Commandant relieves Officer Candidates School commander | Marine Corps Times |

The commander of the Marine Corps’ Officer Candidates School, where last month three Marines died in an apparent murder-suicide, was removed from his job this week by the service’s top general.

Col. Kris J. Stillings, a decorated infantry officer who served previously as a military assistant to former Defense Secretary Robert Gates, was relieved of his command Monday by Gen. Jim Amos, the Marine Corps’ commandant. Located in Quantico, Va., OCS is a boot camp of sorts, used to train and screen all prospective Marine officers before they are commissioned second lieutenants and put on the path to leadership.

The decision to relieve Stillings was “painful,” Amos told Marine Corps Times during an interview Wednesday at his home in Washington. The commandant selected Stillings for the OCS post nearly two years ago and acknowledged feeling a sense of “personal loyalty” to him. But as he agonized over what to do in light of last month’s tragedy, “it boiled down to accountability,” Amos said.

“I just lost confidence in Colonel Stillings’ ability to handle all the many, many requirements of Officer Candidates School, being commanding officer,” he said. “… With the death of three Marines, goodness, a month ago and a half ago now, that was a cold shot to the heart. … I worked my way through that, and I came to a persistent theme that I’ve been talking about for some time, and that’s the issue about accountability.”

via Commandant relieves Officer Candidates School commander | Marine Corps Times |

The Navy seems to be in an “eat our young” mode for relieving commanders. That and an appalling number have shown gross lapses in their personal conduct.

This relief in the Marines is somewhat different. And frankly, while “loss of confidence” is the least concrete reason for relief, I have to say, it’s probably among the best. Rather than waiting for further failures (which, admittedly, may not come to pass), a commander has a responsibility to be proactive.

Generals Eisenhower and Bradley were quick to relieve division and even corps commanders in the campaign in Europe when they lost confidence in them.

This is not an example of a zero defect mentality, mind you.

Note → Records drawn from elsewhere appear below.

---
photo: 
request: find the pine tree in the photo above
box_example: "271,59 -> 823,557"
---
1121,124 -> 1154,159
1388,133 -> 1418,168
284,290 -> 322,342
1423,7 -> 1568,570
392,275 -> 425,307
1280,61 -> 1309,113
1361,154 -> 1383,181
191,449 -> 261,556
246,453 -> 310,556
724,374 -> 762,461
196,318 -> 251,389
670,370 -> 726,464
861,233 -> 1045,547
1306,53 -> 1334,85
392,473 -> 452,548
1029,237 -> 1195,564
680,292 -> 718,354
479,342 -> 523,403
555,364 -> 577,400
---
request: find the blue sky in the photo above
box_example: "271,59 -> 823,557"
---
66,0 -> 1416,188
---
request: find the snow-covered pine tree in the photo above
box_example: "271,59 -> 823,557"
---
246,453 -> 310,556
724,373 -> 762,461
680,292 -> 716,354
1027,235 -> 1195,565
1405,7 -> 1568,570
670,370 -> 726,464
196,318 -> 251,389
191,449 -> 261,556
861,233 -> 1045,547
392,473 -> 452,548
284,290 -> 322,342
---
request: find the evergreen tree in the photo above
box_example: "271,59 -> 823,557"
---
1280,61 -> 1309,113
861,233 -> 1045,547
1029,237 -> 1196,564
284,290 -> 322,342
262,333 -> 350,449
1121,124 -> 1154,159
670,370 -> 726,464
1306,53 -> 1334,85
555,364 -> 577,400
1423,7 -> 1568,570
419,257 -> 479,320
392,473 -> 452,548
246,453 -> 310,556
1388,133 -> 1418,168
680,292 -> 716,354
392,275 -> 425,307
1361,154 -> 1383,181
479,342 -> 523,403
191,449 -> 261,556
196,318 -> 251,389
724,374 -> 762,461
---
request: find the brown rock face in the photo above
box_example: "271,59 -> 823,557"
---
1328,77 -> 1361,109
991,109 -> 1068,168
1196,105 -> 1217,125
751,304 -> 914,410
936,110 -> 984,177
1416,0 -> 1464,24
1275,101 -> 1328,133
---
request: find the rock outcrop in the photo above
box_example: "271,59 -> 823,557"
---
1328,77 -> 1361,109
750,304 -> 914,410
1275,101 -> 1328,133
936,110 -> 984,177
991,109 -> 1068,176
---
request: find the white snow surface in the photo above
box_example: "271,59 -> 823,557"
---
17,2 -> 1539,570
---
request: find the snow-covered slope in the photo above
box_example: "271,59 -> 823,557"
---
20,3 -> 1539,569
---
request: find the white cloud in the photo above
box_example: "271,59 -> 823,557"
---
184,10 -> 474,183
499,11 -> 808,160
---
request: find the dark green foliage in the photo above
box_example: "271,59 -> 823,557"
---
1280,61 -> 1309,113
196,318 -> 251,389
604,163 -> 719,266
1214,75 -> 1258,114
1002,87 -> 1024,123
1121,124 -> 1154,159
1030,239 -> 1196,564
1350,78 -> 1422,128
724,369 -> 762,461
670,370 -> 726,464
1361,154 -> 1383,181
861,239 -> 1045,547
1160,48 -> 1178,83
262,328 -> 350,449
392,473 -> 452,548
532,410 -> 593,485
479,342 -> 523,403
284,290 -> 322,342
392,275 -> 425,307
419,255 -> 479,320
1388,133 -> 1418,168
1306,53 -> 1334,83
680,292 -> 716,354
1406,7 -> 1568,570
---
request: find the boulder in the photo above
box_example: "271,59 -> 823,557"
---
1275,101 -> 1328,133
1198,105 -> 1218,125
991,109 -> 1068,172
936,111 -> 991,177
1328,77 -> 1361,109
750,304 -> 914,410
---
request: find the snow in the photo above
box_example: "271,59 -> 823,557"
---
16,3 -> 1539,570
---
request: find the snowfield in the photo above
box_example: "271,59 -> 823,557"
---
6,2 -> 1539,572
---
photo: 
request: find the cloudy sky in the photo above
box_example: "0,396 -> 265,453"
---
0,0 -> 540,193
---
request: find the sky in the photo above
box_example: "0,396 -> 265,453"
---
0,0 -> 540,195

Rather, commanders and leaders have to balance a requirement for fair and equitable treatment of their subordinates, as well as a responsibility to train and mentor them, against the absolute requirement of mission accomplishment. Sometimes, good officers and NCOs may simply be in the wrong position. Who knows? Maybe Colonel Stillings would have been a fine regimental commander?

5 thoughts on “Commandant relieves Officer Candidates School commander | Marine Corps Times |”

  1. I understand command responsibility, and where the buck stops and I submit gentlemen and gentleladies that a 3-way murder-suicide was/is way beyond anticipating, forecasting, or in anyway preparing for in the traditional PTSD, or Suicide Prevention Programs. Baby got thrown out with the bath water and hopefully a Marine BN/Regiment won’t have to take it on the chin in combat because of the absence of this combat leader. If this Marine Officer was otherwise useless would have made this decision easier.

  2. I know Col. Stillings personally; I had the pleasure of working with him when he was at MARFOREUR back in 2004. He led one of the first iterations to the Republic of Georgia with the Georgia Train & Equip Program (GTEP), which would later become the Georgia Sustainment & Stability Operations Program (GSSOP) that I was involved with a few years later.

    I can say without hesitation that he is one of the finest Marines I’ve ever had the pleasure to work with. When I read that he had been screened for command, and would be assigned as the CO of OCS, I thought that there could be none better for that post; a former enlisted Marine who understood what it takes to excel as a Marine officer.

    The decision made and action taken by the Commandant changes my opinion not one bit. Kris Stillings is and continues to be an excellent Marine. The events that took place within his command could have, unfortunately, happened at any base or station, and within any platoon, company or battalion.

  3. I am astonished that the Commandant saw fit to relieve Colonel Stillings under these circumstances. The burden of command lies heavily on the shoulder of the commander, but it is beyond belief that the Commandant would hold a commander responsible for the actions of what appears to be a psychotic individual.

    While I am not privy to all of the facts surrounding the double murder-suicide that occurred at OCS, I have seen nothing that would indicate that it was either foreseeable, or preventable.

    To hold commanders responsible for random acts of subordinates where there is no evidence to suggest that they knew, or reasonably could have been expected to know, in advance, that such acts would take place requires a level of omnipotence that few, if any, have.

  4. For some commanders, every day of command is a crap shoot. Depends on the command climate you work within, and the one you set. Soldiers do bad things, but if you have done nothing in the way of preventing the 3-5% that we may actually be able to prevent, and your subordinates are constantly caught by surprise by the things their guys do because they don’t even know them, command is harder.